RAID provides protection from hard disk failure and accompanying data loss with three methods: disk striping, mirroring, and parity. These three methods correspond to RAID levels 0, 1, and 5, respectively.
RAID 0 (Disk Striping)
RAID 0 specifies disk striping without parity. Using RAID 0, the data is written across several disk drives in order to allow data access more readily, and all read and write operations can be speeded up. For this reason, RAID 0 is the fastest RAID configuration. The disadvantage of disk striping is that it does not offer fault tolerance at all. This means that if one disk fails, all the data on that array become inaccessible.
RAID 1 (Mirroring)
Mirroring is the special form of disk striping that uses the space on a disk drive to maintain a duplicate copy of all files. Therefore, RAID 1, which specifies disk mirroring, protects data against media failure by maintaining a copy of the database (or a part of it) on another disk. If there is a drive loss with mirroring in place, the files for the lost drive can be rebuilt by replacing the failed drive and rebuilding the damaged files. The hardware configurations of mirroring are more expensive, but they provide additional speed. (Also, hardware configurations of mirroring implement some caching options that provide better throughput.) The advantage of the Windows solution for mirroring is that it can be configured to mirror disk partitions, while the hardware solutions are usually implemented on the entire disk.
In contrast to RAID 0, RAID 1 is much slower, but the reliability is higher. Also, RAID 1 costs much more than RAID 0 because each mirrored disk drive must be doubled.

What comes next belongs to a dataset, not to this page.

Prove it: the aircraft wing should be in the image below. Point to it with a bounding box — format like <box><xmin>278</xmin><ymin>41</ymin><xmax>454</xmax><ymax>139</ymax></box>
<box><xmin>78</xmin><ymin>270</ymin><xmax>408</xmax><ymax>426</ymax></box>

It can sustain at least one failed drive and may be able to survive failure of up to half the drives in the set of mirrored disks without forcing the system administrator to shut down the server and recover from file backup. (RAID 1 is the best-performing RAID option when fault tolerance is required.)
Mirroring also has performance impacts in relation to read and write operations. When mirroring is used, write operations decrease performance, because each such operation costs two disk I/O operations, one to the original and one to the mirrored disk drive. On the other hand, mirroring increases performance of read operations, because the system will be able to read from either disk drive, depending on which one is least busy at the time.
RAID 5 (Parity)
Parity is implemented by calculating recovery information about data written to disk and writing that parity information on the other drives that form the RAID array. If a drive fails, a new drive is inserted into the RAID array and the data on that failed drive is recovered by taking the recovery information (parity) written on the other drives and using this information to regenerate the data from the failed drive. The advantage of parity is that you need one additional disk drive to protect any number of existing disk drives.
The disadvantages of parity concern performance and fault tolerance. Due to the additional costs associated with calculating and writing parity, additional disk I/O operations are required. (Read I/O operation costs are the same for mirroring and parity.) Also, using parity, you can sustain only one failed drive before the array must be taken offline and recovery from backup media must be performed. Because disk striping with parity requires additional costs associated with calculating and writing parity, RAID 5 requires four disk I/O operations, whereas RAID 0 requires only one operation and RAID 1 two operations.